When I mentioned all this to an orthopedic surgeon who is a team physician for a top-25 college football team, the response was skeptical. He explained that “orthobiologics” – another name for the stem cell “putty” used in the fertilized ACL procedure – have been in use for more than a decade to promote healing. Attempts decades ago to employ a “ligament augmentation device” that might be considered similar to the internal brace were not successful, the doctor said, “because the graft needs to see stress in order to heal.”
He acknowledged there are “genetic freaks” who have been able to accelerate the healing process but also told a story of being on the field before one game when the team doc for the opponent pointed out a starting cornerback who was only three months out from his ACL repair and getting ready to start.
“Second play, the kid ruptures his graft,” the surgeon said. “What we’re trying to do is change biology. Biology always wins.”
Lavender said the difference with his approach to “orthobiologics” is the combination of the patient’s own stem cells and bone and its use in the tunnels into which the ACL grafts are placed, and also how that material is placed.
Other surgeons are intrigued. Dr. Sam Akhavan works with baseball’s Pittsburgh Pirates and Pittsburgh Riverhounds of the United Soccer League’s Championship division and is part of the Allegheny Health Network. He has become familiar with Lavender’s work through his lectures.
“I’ve seen all his data, so I’m pretty familiar with the way he does the procedure and everything else. To me, I think he’s pushing the envelope, which is something surgeons kind of need to do, but he’s doing it the right way,” Akhavan told SN. “He’s not just blindly doing this. He’s doing things that make logical sense and he’s doing it in step-wise fashion; he’s not just saying, ‘This is what I’m doing,’ he’s actually studying it while he’s doing it.
“The patients that he’s doing, he’s keeping tabs on them, he’s doing MRIs on them, he’s doing all this stuff. And what that’s doing is allowing the rest of us to kind of see: Is this something that’s worth it? Is it working? Is it not working?
“His studies – you look at some of those CTs and MRIs that he’s done, I can tell you, my ACLs don’t look like that at four months, the few times I’ve had to get an MRI on them. They’re not so well grown in. There’s definitely something there in the way he’s doing it.”
Akhavan said this surgery, in his opinion, would not be right for everyone. It does come at an increased cost, which is a factor. Lavender told SN it can be $1-2,000 more expensive than a traditional ACL reconstruction, although he believes that can be mitigated by the results, “especially for a high-end athlete.”
In addition to the high-level collegiate or professional athlete eager to return to competition, though, Akhavan also sees utility in this technique for high school-aged athletes who play multiple sports or those whose activities can run through much of the year – say, a high school basketball player injured in-season who would want to return for spring and summer showcase tournaments and camps.
“I think he’s really close.

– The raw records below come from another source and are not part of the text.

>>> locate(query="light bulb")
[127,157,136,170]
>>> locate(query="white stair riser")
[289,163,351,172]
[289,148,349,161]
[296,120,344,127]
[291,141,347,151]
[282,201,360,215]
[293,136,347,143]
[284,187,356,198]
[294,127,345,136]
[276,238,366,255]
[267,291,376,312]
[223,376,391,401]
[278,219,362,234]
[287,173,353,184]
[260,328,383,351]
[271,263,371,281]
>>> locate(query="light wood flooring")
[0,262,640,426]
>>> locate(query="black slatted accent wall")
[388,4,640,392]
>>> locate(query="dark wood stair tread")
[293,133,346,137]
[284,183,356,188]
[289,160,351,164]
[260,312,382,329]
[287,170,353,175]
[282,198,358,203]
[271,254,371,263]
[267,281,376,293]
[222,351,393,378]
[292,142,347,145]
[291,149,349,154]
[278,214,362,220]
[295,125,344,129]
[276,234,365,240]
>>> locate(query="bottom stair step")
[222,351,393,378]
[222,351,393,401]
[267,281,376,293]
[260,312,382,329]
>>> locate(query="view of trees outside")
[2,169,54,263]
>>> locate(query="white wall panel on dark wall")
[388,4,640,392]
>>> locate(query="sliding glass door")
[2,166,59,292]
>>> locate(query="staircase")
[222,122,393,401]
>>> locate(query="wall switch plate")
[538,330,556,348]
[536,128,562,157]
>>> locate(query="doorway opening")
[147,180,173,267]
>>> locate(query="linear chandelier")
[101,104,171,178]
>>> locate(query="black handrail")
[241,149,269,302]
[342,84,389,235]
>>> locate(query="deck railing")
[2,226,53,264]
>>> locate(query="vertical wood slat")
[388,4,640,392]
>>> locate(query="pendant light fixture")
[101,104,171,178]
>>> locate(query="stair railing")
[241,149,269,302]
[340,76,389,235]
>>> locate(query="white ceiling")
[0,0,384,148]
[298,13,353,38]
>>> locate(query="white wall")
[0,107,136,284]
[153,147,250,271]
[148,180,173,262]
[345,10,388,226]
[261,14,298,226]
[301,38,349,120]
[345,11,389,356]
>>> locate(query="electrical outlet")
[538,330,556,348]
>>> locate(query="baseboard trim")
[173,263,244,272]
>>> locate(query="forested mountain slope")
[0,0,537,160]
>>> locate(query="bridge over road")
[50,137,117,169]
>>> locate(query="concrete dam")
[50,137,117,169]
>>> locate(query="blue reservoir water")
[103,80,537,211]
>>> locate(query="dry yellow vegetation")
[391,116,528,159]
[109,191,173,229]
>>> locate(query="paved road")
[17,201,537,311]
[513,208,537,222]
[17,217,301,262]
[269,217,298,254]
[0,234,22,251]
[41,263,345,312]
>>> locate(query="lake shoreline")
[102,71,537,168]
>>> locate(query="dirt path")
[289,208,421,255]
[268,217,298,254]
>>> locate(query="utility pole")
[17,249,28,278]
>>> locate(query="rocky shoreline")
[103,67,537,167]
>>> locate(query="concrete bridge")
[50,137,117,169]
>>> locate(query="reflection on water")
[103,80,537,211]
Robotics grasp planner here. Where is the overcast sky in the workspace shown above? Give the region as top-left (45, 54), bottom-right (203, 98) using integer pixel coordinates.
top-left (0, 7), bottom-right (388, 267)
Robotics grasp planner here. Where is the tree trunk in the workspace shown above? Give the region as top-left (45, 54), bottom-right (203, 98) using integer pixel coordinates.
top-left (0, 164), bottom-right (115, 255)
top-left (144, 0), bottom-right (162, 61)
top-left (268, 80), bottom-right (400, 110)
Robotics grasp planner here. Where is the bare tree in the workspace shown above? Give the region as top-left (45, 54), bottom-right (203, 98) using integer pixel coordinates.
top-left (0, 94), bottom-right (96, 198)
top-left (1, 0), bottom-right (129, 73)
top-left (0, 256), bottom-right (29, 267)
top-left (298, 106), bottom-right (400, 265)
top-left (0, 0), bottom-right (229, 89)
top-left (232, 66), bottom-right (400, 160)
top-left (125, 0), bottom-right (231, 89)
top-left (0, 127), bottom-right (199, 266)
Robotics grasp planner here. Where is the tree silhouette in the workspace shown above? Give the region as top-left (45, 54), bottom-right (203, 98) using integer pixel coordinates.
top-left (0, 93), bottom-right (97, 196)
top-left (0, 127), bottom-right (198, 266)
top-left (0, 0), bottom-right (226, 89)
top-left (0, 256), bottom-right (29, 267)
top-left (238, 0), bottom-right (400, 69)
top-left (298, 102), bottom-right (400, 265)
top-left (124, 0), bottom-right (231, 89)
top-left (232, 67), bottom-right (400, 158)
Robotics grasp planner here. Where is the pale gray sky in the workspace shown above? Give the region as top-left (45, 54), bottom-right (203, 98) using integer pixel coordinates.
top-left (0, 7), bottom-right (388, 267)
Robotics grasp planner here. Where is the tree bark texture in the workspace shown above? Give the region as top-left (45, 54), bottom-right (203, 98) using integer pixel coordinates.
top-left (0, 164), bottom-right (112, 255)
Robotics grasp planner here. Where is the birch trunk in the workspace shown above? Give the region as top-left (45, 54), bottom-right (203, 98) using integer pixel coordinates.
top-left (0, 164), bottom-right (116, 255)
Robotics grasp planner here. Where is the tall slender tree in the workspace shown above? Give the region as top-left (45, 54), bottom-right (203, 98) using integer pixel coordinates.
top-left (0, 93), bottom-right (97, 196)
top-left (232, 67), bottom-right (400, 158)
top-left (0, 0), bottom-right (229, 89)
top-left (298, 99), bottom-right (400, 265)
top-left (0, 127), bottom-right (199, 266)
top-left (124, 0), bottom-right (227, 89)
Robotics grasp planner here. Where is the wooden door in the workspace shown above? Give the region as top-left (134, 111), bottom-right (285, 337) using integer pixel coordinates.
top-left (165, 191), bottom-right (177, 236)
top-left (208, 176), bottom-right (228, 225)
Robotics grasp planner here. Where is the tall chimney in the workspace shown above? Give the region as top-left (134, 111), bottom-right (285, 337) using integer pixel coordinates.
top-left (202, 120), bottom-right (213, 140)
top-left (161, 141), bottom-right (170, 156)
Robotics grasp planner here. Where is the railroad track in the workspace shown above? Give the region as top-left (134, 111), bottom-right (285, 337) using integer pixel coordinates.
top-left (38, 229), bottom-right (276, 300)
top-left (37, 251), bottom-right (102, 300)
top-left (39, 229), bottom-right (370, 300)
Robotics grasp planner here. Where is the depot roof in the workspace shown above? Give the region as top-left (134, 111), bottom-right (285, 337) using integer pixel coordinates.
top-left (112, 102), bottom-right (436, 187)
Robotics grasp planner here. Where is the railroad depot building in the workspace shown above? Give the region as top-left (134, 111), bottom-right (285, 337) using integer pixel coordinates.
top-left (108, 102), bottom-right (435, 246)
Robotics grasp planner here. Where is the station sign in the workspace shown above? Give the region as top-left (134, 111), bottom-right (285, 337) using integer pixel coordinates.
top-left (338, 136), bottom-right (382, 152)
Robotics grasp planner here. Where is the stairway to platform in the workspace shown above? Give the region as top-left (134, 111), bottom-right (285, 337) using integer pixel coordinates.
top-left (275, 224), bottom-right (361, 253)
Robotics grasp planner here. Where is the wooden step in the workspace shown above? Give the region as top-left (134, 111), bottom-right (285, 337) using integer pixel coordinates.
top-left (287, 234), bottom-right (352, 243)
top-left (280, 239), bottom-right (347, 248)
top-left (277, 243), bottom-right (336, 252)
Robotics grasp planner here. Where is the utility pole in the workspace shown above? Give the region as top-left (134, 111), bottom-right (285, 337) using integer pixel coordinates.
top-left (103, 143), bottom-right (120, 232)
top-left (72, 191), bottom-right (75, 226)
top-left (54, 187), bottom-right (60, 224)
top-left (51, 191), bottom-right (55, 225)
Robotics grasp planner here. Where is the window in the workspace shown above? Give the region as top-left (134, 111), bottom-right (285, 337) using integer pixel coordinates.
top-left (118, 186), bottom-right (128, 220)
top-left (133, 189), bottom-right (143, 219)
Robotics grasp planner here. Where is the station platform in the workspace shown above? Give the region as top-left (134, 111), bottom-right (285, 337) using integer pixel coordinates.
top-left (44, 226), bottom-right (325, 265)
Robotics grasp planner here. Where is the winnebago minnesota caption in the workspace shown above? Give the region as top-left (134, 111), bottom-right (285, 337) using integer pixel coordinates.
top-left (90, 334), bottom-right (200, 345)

It’s starting to catch,” Akhavan said. “From the standpoint of ACLs, you’re taking a procedure that we have about a 95-percent success rate. That’s fantastic, right? One of my friends said, ‘You’re negotiating for pennies at a car dealership.’
“The pendulum is always swinging when it comes to ACL rehab. But the thing Chad’s doing, he’s got videos of these high-level athletes coming back at four months … My patients are barely running at four months. Six months is kind of where we’re at. For the average person, does that really matter? Probably not.
“But let’s say you have a high school kid who’s a two-sport athlete, and he tore his ACL the first week of football camp or whatever, but he also plays baseball in the spring. Guess what? Maybe he gets back by that time and gets to play his second sport. To me, it makes a whole bunch of sense if you can safely push that envelope.”